Rethinking Metabolic Assumptions and Data from High Salinity Ponds

Oren has another interesting paper out, focusing on community metabolism in hypersaline systems. The communities in the studied solar salterns consist of a primary producer, the alga Dunaliella, and halophillic prokaryotes (mostly archae, of which the majority are halobacter).

In sunny conditions the phototroph Dunaliella converts light energy to chemical forms in the system, fixing carbon and producing oxygen (oxygenic photosynthesis). The produced oxygen can be used to produce energy chemically (aerobic respiration) by Dunaliella itself (when there is insufficient light energy available) but also by halophillic prokaryotes. The halophillic prokaryotes have a way of their own to use photons, using ‘retinal’ pigments to power a proton pump and generate ATP, filling a similar role that chlorophyll does in other organisms.

The abstract reads:

We have explored the use of optical oxygen electrodes to study oxygenic photosynthesis and heterotrophic activities in crystallizer brines of the salterns in Eilat, Israel. Monitoring oxygen uptake rates in the dark enables the identification of organic substrates that are preferentially used by the community. Addition of glycerol (the osmotic solute synthesized by Dunaliella) or dihydroxyacetone (produced from glycerol by Salinibacter) enhanced respiration rates. Pyruvate, produced from glycerol or from some sugars by certain halophilic Archaea also stimulated community respiration. Fumarate had a sparing effect on respiration, possibly as many halophilic Archaea can use fumarate as a terminal electron acceptor in respiration. Calculating the photosynthetic activity of Dunaliella by monitoring oxygen concentration changes during light/dark incubations is not straightforward as light also affects respiration of some halophilic Archaea and Bacteria due to action of light-driven proton pumps.

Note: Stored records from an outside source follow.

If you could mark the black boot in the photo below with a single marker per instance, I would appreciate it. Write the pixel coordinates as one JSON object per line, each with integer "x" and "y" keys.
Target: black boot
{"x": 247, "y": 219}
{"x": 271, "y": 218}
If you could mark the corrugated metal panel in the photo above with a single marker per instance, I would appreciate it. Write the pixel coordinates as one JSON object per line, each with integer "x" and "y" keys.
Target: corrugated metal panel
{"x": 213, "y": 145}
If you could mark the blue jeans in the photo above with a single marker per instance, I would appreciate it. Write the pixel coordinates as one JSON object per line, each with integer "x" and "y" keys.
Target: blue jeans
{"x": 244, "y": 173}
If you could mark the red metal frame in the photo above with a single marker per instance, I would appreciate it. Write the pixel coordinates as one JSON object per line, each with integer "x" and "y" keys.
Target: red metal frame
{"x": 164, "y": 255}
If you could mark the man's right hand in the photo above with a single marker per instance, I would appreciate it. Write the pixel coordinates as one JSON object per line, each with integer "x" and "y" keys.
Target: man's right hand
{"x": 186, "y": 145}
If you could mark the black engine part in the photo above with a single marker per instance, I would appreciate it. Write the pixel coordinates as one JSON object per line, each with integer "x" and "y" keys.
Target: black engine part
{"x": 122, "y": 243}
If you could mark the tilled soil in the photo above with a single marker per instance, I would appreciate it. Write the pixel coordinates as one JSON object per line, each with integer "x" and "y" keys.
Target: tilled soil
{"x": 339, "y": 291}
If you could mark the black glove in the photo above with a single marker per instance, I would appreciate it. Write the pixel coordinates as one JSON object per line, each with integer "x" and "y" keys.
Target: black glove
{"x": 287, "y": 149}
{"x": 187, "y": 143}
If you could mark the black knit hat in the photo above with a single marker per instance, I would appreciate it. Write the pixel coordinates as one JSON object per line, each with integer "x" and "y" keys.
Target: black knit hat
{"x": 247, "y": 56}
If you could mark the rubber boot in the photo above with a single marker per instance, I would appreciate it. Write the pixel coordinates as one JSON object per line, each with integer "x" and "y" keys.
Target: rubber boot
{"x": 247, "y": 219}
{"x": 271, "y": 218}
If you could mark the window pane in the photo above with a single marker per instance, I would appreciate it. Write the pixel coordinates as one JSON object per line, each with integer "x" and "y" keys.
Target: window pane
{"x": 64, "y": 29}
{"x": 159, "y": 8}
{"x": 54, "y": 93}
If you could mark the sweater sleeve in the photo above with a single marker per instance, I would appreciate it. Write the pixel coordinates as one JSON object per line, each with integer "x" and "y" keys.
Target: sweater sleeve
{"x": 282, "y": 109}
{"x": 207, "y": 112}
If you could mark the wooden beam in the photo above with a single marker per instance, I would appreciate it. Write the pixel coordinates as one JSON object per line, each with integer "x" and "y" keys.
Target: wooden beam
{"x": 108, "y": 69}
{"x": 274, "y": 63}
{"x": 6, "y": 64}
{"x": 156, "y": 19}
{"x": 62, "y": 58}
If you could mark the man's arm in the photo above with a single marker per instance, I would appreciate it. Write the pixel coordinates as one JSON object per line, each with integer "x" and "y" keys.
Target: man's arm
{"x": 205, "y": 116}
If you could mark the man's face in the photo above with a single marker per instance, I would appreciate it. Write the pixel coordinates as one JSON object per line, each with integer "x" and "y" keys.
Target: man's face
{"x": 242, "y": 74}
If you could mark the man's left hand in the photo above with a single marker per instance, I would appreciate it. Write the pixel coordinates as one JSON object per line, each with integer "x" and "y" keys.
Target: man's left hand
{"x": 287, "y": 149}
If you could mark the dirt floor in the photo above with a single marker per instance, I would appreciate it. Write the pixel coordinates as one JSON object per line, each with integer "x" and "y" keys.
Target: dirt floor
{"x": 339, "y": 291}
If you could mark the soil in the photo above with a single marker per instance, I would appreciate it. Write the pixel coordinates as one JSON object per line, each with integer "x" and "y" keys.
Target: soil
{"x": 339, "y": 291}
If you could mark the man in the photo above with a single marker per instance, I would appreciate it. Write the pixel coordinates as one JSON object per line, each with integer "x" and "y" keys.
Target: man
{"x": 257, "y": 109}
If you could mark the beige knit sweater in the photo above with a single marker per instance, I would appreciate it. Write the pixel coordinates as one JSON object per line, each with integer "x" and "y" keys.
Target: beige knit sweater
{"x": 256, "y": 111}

When illuminated, community respiration of brine samples in which oxygenic photosynthesis was inhibited by [the herbicide] DCMU decreased by ~40%. This effect was interpreted as the result of competition between two energy yielding systems: the bacteriorhodopsin proton pump and the respiratory chain of the prokaryotes. These findings have important implications for the interpretation of other published data on photosynthetic and respiratory activities in hypersaline environments.

So a measurement is made of the total energy needs, which can only be met using respiration when the lights are off, of a community consisting of principally Dunaliella and halophillic prokaryotes. When the lights are turned on the total respiration used to meet the same community’s energy needs, drops by about 40%. Since Dunaliella has been prevented (with DCMU) from using photosynthesis (and is thus presumably still respiring at the same rate) the drop is inferred to be coming from the prokaryotes, which seem, effectively, to opt in light to produce some portion of the energy they need from their retinal proton pumps, thereby reducing their respiration requirement.

A couple of other excerpts summarize the implications

The fact that light excitation of retinal-based proton pumps may cause a significant decrease in respiration of the (photo)heterotrophs that dominate the prokaryotic community in the system now requires a critical re-evaluation of all older data on primary productivity in salt lakes and saltern ponds […], as respiration of the prokaryotic heterotrophic component of the community may be strongly light-dependent.

There’s also an interesting side point made in the paper about the advantages of the characteristic low background oxygen level and high community densities for in situ activity studies in these sorts of systems.